После возвращения домой я поболтала с родителями и Морган по телефону, подписала открытку для Брайса и начала собираться – приняла душ, причесалась, накрасилась. Потом влезла в красный свитер и джинсы с поясом-резинкой, уже в который раз порадовавшись их существованию. За окном небо заволакивали темные тучи, поэтому я на всякий случай обулась в резиновые сапоги. Разглядывая себя в зеркало, я подумала, что если не считать продолжающий увеличиваться бюст, я совсем не выгляжу беременной.
То, что надо.
С подарком под мышкой я направилась к дому Трикеттов. Волны в заливе Памлико украсились белыми гребнями, ветер усиливался, трепал мне волосы, и я гадала, зачем вообще удосужилась причесываться.
Брайс открыл дверь, пока я еще поднималась по ступенькам. С неба слышался далекий рокот. Вскоре должна была начаться буря.
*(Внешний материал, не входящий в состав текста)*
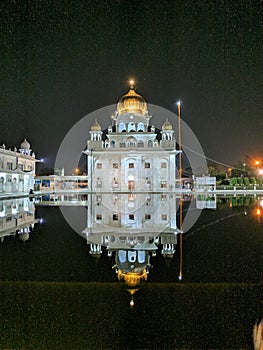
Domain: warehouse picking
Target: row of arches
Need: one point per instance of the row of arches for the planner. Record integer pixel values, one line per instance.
(131, 142)
(131, 127)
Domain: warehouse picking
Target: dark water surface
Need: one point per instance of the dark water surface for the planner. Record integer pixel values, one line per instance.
(55, 295)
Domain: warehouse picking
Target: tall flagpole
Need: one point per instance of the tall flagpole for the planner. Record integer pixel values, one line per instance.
(181, 202)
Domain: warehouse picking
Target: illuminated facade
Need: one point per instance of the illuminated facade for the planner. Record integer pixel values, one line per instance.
(17, 169)
(17, 217)
(131, 170)
(132, 154)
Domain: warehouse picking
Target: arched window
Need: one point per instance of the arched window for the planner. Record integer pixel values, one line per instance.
(131, 142)
(131, 127)
(122, 127)
(140, 127)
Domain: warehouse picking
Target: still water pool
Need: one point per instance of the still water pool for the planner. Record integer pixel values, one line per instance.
(55, 294)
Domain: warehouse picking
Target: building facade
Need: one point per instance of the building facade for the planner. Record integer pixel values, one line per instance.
(132, 172)
(131, 154)
(17, 169)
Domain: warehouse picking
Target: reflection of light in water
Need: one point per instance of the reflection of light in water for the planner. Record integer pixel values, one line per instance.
(216, 222)
(132, 303)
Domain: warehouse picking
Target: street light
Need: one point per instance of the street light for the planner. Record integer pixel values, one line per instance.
(181, 201)
(179, 141)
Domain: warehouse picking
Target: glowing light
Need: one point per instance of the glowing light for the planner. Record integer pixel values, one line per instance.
(258, 212)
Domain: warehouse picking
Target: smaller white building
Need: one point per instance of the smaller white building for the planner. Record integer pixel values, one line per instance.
(17, 169)
(205, 183)
(17, 217)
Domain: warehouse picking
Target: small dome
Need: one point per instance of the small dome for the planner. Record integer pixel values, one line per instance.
(24, 236)
(96, 126)
(25, 144)
(167, 125)
(132, 102)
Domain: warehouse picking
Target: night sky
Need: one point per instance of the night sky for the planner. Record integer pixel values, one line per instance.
(61, 60)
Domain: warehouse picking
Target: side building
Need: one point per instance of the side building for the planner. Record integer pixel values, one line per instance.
(17, 169)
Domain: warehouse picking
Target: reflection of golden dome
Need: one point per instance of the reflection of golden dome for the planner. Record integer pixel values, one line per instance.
(132, 102)
(96, 126)
(132, 279)
(167, 125)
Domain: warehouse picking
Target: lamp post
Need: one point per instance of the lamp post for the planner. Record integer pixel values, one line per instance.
(179, 142)
(180, 182)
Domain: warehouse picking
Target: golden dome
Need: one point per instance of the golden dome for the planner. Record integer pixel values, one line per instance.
(132, 279)
(96, 126)
(167, 125)
(132, 102)
(25, 144)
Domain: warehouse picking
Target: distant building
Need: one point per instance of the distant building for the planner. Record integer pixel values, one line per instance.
(17, 217)
(205, 183)
(17, 169)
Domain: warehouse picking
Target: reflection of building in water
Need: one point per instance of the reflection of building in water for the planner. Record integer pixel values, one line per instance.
(17, 169)
(205, 183)
(131, 227)
(17, 216)
(206, 201)
(61, 183)
(132, 154)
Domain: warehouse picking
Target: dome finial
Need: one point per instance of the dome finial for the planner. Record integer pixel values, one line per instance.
(131, 82)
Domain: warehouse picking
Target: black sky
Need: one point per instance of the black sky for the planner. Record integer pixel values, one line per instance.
(61, 60)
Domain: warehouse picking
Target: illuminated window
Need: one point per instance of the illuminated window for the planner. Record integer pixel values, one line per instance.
(115, 217)
(99, 183)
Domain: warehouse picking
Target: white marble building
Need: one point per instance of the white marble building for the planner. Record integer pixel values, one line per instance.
(132, 171)
(132, 154)
(17, 169)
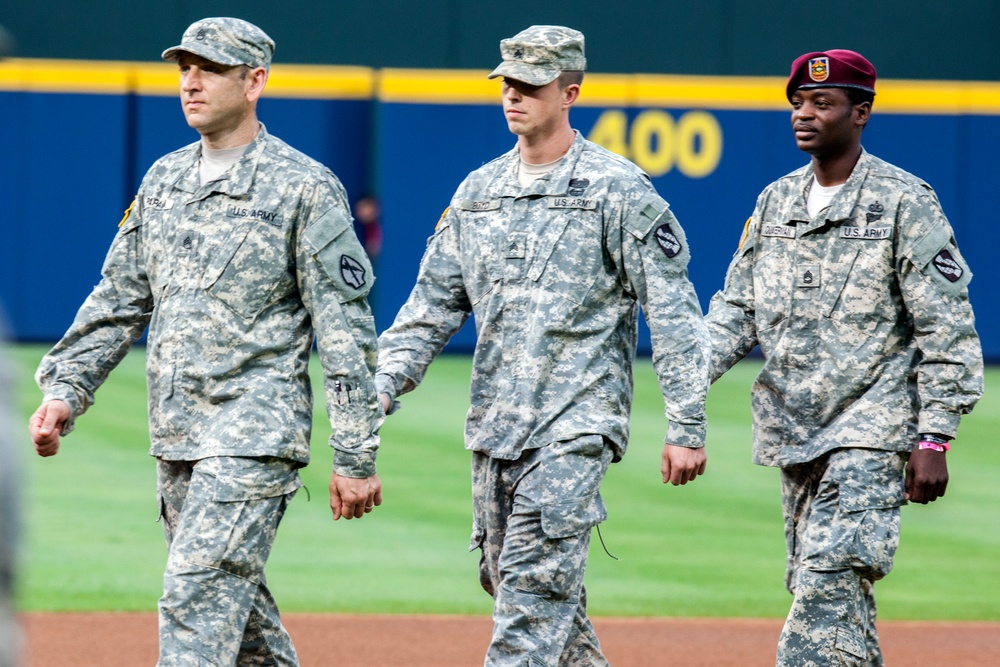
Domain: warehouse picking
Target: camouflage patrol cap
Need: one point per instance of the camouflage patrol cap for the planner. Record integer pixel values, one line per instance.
(226, 41)
(540, 54)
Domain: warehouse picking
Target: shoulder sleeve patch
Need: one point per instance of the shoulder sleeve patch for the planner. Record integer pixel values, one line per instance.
(332, 241)
(640, 222)
(128, 212)
(441, 223)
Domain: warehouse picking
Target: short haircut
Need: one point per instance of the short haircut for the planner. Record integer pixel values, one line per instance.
(858, 96)
(570, 78)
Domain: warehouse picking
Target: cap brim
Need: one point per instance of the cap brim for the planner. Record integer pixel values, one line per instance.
(173, 53)
(534, 75)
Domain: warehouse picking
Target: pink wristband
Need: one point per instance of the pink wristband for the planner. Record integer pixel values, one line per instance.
(936, 446)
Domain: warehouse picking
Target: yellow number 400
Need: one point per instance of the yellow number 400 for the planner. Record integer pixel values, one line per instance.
(656, 142)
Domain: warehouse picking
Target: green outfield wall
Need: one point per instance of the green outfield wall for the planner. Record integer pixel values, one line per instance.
(78, 135)
(911, 39)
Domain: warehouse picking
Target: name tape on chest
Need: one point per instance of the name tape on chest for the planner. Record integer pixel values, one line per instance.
(474, 205)
(573, 202)
(152, 202)
(253, 214)
(866, 233)
(781, 231)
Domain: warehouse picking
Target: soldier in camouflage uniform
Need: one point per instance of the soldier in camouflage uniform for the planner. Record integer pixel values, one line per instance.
(553, 246)
(849, 279)
(238, 253)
– А, привет. С Рождеством! Выглядишь потрясающе.
– Спасибо. Ты тоже, – ответила я, окинув взглядом его темные шерстяные брюки, рубашку на пуговицах и начищенные до блеска мокасины.
Внутри дом выглядел идеально, как на рождественской открытке. Скомканную бумагу, в которую были завернуты подарки, собрали в картонную коробку и поставили за елку. В воздухе витали ароматы окорока, яблочного пирога и кукурузы в масле. Стол был накрыт, несколько блюд с гарниром уже заняли свои места на нем. Ричард и Роберт в пижамах и пушистых шлепанцах сидели на диване, читая комиксы, и я вспомнила, что, несмотря на весь их ум, они еще дети. Дейзи, до этого сидевшая рядом с ними, поднялась и подбежала ко мне, виляя хвостом. Брайс представил меня своим бабушке и дедушке. Меня приняли ласково, но я не понимала ни слова из того, что они говорили. Оставалось только кивать и улыбаться, а Брайс, наконец отведя меня в сторонку, зашептал на ухо:
– Это «хой тойдер», местный диалект. Во всем мире насчитывается всего несколько сотен человек, которые на нем говорят. На протяжении веков жители острова почти не поддерживали связи с материком, вот у них и развился собственный язык. Не расстраивайся, я тоже редко когда понимаю их.
Родители Брайса хлопотали в кухне, и после приветствий и объятий мама вручила Брайсу посудину с картофельным пюре и велела отнести на стол.
– Ричард, Роберт! – крикнула она. – Обед почти готов, так что умывайтесь и садитесь за стол.
За обедом я спросила у близнецов, что им подарили на Рождество, а они задали тот же вопрос мне. Я объяснила, что мы с тетей решили открыть наши подарки позднее, а Ричард или Роберт – я так и не научилась различать их, – повернулся к родителям.
– А мне нравится открывать подарки рождественским утром.
– Мне тоже, – подхватил второй близнец.
– А почему вы говорите об этом мне? – спросила их мама.
– Потому что не хотим, чтобы вам в голову запали нелепые мысли на будущее.
Это прозвучало так серьезно, что их мама расхохоталась.
Когда обед закончился, мама Брайса открыла мой подарок, и они вместе с мужем сердечно поблагодарили меня, а потом все вместе мы принялись наводить порядок на кухне. Остатки еды сложили в контейнеры и поставили в холодильник, и на освободившийся стол мама Брайса выложила большой пазл. Когда из коробки было высыпано содержимое, родители Брайса, его братья и даже пожилое поколение принялись переворачивать детали лицевой стороной вверх.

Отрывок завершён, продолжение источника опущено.